With all the up & down temperature swings have been working every minute outside when it's near 50 degrees & warmer. 62 today
. Will clear out more PM room tonight.
On the one piece trunk pans, the following is what I was told again late this Fall, in regards to one piece trunk pans. This was from long time bodyman who has a TON of hands on high quality experience replacing rear sheetmetal under '68-72 GM A-body's. "As far as reproduction one piece trunk pans go, there is a '68-69 LeMans/GTO one piece trunk pan and there is is a '70 Chevelle one piece trunk pan". Several of us have the confirmed viw after a lot of examination that neither one piece trunk pan is a 100% install into a '70 LeMans/GTO or a '71-72 LeMans/GTO (or a 442, for that matter). The differences are in regard to the furthest rear stamping, ESP the stamping as to how it is shaped on each side where the back of the rear 1/4 ties in.
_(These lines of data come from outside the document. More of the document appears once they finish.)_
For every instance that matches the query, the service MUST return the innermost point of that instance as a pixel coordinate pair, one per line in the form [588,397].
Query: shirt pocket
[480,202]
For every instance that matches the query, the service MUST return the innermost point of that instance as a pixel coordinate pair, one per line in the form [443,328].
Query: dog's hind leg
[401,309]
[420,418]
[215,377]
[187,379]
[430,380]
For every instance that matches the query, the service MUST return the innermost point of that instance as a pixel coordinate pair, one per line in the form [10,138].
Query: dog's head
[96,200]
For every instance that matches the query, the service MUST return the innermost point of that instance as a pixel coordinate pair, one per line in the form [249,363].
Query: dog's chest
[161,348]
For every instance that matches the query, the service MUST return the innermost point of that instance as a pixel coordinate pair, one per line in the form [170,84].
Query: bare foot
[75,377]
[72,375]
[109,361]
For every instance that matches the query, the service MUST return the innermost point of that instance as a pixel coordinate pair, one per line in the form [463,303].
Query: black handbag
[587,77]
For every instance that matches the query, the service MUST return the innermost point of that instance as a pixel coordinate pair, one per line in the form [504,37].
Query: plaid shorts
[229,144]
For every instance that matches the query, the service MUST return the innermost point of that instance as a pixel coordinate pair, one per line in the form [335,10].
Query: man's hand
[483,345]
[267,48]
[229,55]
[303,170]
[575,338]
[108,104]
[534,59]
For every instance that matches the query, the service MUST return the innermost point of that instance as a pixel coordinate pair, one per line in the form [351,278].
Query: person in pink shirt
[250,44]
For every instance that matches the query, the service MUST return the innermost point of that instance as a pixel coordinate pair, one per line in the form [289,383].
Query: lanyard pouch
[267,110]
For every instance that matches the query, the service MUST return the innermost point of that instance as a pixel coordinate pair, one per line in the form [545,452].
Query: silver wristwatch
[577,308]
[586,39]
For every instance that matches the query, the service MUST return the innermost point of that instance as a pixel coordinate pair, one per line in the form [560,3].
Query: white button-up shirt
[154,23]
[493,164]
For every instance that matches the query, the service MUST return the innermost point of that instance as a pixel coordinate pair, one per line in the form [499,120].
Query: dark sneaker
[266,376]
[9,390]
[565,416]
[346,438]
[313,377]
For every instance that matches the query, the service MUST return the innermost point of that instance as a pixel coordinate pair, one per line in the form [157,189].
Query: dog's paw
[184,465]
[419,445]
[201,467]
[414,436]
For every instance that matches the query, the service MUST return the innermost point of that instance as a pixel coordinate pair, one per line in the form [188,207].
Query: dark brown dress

Another very experienced body man that am working with, showed me a one piece '70 Chevelle trunk pan he had recently installed in a '71 W30 442 (he has also started metal work on my long time customer's '70 GTO). On the '71 442, he was reusing the furthest rear trunk structure out of the 442.He was also reusing the 71 trunk floors front shelf area as the '71-72 front "shelf area" is different than the '70 front pan/shelf area.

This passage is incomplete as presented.